Digital Community

March 30, 2021 Blog

Yim Soon and I have enjoyed attending a zoom Mass every Sunday, so too the sense of community that has grown up around it.

It's a gathering organised by L'Arche London and we had taken part for the first time a few months ago when the group was marking the death of a dear friend Thierry Jacques. Thierry had met Yim Soon at Heathrow when she'd first arrived in the UK in 1987 to spend 18 months with L'Arche in London. He had been holding up a sign with the word 'peace' in Korean. It was Thierry who was to walk Yim Soon down the aisle at our wedding. Following that first Mass we were invited by Agnes, who co-ordinates who does what, to come again the next week: Yim Soon to do a reading and me to do a song. The Mass is at 11 am which is the time I'd usually be listening to Desert Island Discs but I'm always happy to do a bit of music and I decided it was a sacrifice worth making!
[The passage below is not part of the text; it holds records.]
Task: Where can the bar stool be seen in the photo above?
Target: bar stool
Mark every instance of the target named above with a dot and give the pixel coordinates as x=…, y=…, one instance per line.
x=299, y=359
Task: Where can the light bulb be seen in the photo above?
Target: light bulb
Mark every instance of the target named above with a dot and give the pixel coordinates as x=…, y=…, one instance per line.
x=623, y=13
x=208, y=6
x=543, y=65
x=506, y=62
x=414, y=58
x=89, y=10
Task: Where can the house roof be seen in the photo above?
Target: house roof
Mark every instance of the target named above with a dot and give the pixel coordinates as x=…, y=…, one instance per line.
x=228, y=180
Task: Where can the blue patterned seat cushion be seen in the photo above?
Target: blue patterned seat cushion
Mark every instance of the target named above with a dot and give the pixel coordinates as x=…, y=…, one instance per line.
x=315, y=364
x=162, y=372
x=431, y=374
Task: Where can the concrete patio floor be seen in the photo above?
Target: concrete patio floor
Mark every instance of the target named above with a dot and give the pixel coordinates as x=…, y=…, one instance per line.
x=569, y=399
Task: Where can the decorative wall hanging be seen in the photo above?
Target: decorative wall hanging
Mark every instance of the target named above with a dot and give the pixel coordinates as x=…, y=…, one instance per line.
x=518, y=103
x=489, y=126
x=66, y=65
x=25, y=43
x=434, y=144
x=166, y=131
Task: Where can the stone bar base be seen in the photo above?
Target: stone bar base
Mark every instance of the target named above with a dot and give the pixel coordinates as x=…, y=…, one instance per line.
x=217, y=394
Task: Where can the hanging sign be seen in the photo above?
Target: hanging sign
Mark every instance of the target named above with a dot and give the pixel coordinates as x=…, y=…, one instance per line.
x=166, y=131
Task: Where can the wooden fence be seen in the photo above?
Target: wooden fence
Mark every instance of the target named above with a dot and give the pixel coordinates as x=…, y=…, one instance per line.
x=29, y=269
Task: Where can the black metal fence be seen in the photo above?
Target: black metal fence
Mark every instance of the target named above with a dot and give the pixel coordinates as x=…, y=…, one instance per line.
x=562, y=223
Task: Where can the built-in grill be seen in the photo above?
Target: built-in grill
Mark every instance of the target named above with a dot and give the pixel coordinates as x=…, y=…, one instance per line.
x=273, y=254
The priest at the Mass happens to be an old friend and is one of two priests called David who married Yim Soon and I back in 1992. David is one of several there at the Mass who I've known for over thirty years and four of the regulars were present at our wedding. Indeed on one recent Sunday the entrance song turned out to be the entrance song at our wedding. It had been chosen by another couple Chris and Belén who usually sing, beautifully and in harmonies, the first song. They only met one another shortly before the first lockdown began and they were married, also by David, at the end of 2020.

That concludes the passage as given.